After tabling the report, the opposition Chief Whip Ibrahim Semujju Nganda moved a motion that the report be differed for further consideration. “We shouldn’t rush through a report of this significance to the country. It is important that Members of Parliament discuss the report, when the atmosphere is peaceful and conducive for discussion not that of intimidation,” Semujju who is also the Kira Municipality MP said.
On his part, Stephen Birahwa Mukitale (MP Bulisa), dismissed Muloni’s report as lacking. “The report is devoid of figures, it is devoid of the budget, deadlines, how can we talk of oil and even have first oil by 2020 without a budget and deadlines,” he wondered.
He added, “We need a matrix spelling out the role, budget and responsibility of each and every ministry and department in the oil sector, because this is a multi-sectoral sector, if we are to have first oil by 2020,” Mukitale proposed. Kadaga asked the minister to avail the matrix to the committee.

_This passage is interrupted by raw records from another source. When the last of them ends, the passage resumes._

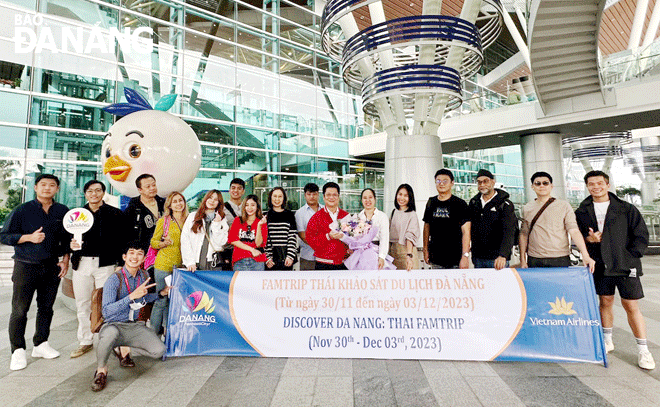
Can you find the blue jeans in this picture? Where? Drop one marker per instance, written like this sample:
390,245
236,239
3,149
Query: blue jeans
161,305
486,263
249,264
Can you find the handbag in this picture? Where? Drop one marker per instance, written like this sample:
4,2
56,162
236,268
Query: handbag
96,316
216,257
150,259
538,215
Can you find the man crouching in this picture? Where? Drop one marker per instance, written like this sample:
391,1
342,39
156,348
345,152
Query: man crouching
124,293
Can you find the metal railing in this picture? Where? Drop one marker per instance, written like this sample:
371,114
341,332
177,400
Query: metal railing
629,65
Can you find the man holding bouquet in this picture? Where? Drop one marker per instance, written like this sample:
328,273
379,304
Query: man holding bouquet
322,232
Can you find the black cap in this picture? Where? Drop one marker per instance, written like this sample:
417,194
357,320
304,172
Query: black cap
485,173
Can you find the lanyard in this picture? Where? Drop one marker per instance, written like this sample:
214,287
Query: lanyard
128,287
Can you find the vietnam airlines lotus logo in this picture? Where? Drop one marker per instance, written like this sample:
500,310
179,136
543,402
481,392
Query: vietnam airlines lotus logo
77,216
561,307
200,300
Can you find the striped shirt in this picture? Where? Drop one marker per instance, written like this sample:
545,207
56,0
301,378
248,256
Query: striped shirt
282,232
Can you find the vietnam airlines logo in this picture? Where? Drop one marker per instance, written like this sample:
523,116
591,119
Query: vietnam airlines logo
561,307
200,300
77,217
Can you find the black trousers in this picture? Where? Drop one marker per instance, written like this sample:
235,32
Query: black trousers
534,262
324,266
29,278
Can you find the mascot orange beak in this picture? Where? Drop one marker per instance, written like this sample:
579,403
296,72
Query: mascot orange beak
117,168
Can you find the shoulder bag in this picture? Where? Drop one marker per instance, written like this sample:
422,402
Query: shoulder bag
536,217
150,259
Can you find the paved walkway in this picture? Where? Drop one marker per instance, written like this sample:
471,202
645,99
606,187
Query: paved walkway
238,381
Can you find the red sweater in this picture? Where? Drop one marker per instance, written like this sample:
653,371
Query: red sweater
326,250
239,231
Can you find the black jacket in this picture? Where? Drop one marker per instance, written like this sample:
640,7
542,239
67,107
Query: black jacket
625,236
27,218
493,227
112,225
141,223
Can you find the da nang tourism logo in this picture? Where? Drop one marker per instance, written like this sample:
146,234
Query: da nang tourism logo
563,308
33,32
200,306
78,221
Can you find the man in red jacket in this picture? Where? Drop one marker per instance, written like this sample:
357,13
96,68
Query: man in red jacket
322,231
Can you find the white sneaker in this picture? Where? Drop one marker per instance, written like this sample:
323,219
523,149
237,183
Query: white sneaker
44,351
645,360
609,346
18,360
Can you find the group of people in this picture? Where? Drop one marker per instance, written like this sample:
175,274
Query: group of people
238,235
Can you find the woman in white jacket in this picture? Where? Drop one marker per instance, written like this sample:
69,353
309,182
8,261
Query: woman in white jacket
204,233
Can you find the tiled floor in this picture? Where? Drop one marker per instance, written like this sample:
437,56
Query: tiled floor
237,381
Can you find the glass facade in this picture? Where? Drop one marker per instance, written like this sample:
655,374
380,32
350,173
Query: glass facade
267,104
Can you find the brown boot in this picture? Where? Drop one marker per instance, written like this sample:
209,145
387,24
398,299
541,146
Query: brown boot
100,380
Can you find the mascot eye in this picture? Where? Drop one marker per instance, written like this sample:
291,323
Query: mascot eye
134,151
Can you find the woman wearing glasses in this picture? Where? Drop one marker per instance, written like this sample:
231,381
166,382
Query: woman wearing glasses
204,234
282,242
404,230
248,234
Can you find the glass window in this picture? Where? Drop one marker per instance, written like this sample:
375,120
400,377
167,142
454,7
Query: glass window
12,141
205,181
256,138
217,157
214,133
70,115
64,146
16,107
333,148
296,163
254,160
297,143
256,110
75,86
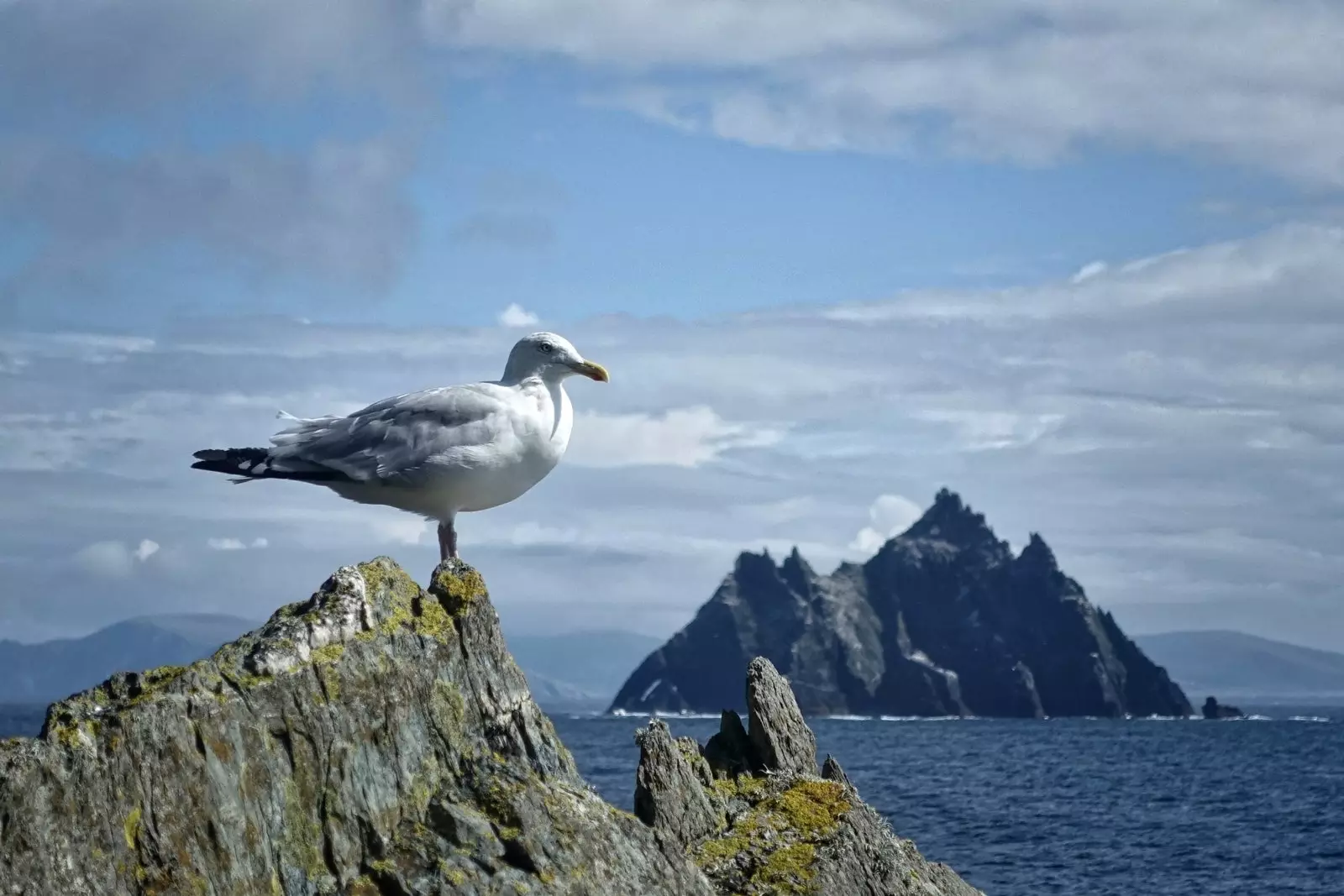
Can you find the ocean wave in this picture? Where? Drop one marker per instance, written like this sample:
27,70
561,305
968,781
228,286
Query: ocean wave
663,714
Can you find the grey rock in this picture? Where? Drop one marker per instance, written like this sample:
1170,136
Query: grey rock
942,621
374,739
1214,710
780,739
831,770
783,829
729,752
669,785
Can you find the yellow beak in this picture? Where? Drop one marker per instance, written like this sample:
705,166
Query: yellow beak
593,371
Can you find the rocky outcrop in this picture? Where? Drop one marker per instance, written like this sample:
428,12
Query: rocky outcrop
374,739
1214,710
759,820
944,620
380,741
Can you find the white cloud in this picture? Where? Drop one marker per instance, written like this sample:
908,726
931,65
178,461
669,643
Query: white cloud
1254,81
889,516
114,559
680,437
517,316
1142,421
237,544
1088,271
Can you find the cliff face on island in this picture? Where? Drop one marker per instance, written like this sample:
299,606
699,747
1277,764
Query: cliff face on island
378,739
942,621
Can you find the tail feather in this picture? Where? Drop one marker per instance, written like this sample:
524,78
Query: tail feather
249,465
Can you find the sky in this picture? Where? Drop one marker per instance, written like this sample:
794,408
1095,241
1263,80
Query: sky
1079,262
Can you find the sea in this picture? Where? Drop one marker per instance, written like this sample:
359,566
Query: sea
1079,806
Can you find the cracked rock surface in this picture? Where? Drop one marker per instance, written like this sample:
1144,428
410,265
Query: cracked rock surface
374,739
780,828
380,741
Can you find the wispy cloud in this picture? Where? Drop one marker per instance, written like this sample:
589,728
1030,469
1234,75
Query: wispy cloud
1144,419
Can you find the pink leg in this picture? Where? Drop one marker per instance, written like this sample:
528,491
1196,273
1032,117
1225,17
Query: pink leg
447,542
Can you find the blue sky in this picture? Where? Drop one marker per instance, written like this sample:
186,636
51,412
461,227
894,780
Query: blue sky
1079,264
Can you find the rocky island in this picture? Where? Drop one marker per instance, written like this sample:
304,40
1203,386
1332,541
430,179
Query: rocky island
378,739
1214,710
942,621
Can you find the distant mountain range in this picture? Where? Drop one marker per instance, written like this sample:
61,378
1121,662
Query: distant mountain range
1238,665
39,673
582,672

He said it is wrong for the Minister of Energy and Mineral Development to purport to speak for the Ministries of Water and Environment, Works and Transport and Uganda National Roads Authority (UNRA) and accused the minister of lack of coordination. “There is no road contractor in Bulisa, don’t take us for granted. Other ministries don’t have a budget for oil and gas activities. The president talked about a budget cut of 10 percent from every ministry to finance oil and gas activities, where is that money,” he wondered.
Prof Morris Ogenga Latigo (MP Agago North) wants the previous oil agreement to also be tabled before parliament and MPs allowed access. “I wish the minister could table Production Sharing Agreement for oil blocks where we have already discovered oil,” Ogenga wondered.
Ogenga who is also the chairperson of Acholi Technical Working Group on oil and gas implored fellow lawmakers to read and scrutinize the Kanywataba Production Sharing Agreement warning them that if parliament doesn’t provide oversight for the sector, then the country would be in trouble.
Speaker, Rebecca Kadaga, referred the Minister’s report and the Kanywataba oil agreement to the Committee on Natural Resources to scrutinize the report and report back to parliament. However, no time line was given on when the committee is supposed to report.
About Armour Energy
Armour Energy Limited focuses on the discovery and development of natural gas and associated liquid resources in Australia. Armour Energy Limited was founded in 2009 and is based in Brisbane, Australia. It has 100% interests in the McArthur, South Nicholson, and Georgina Basins covering an area of 33 million acres in the Northern Territory and Queensland; and interests in the onshore Gippsland Basin, Victoria in joint venture with Lakes Oil NL. The company, through its subsidiaries, also holds interests in 7 exploration permits for minerals in Queensland among other oil and gas exploration works.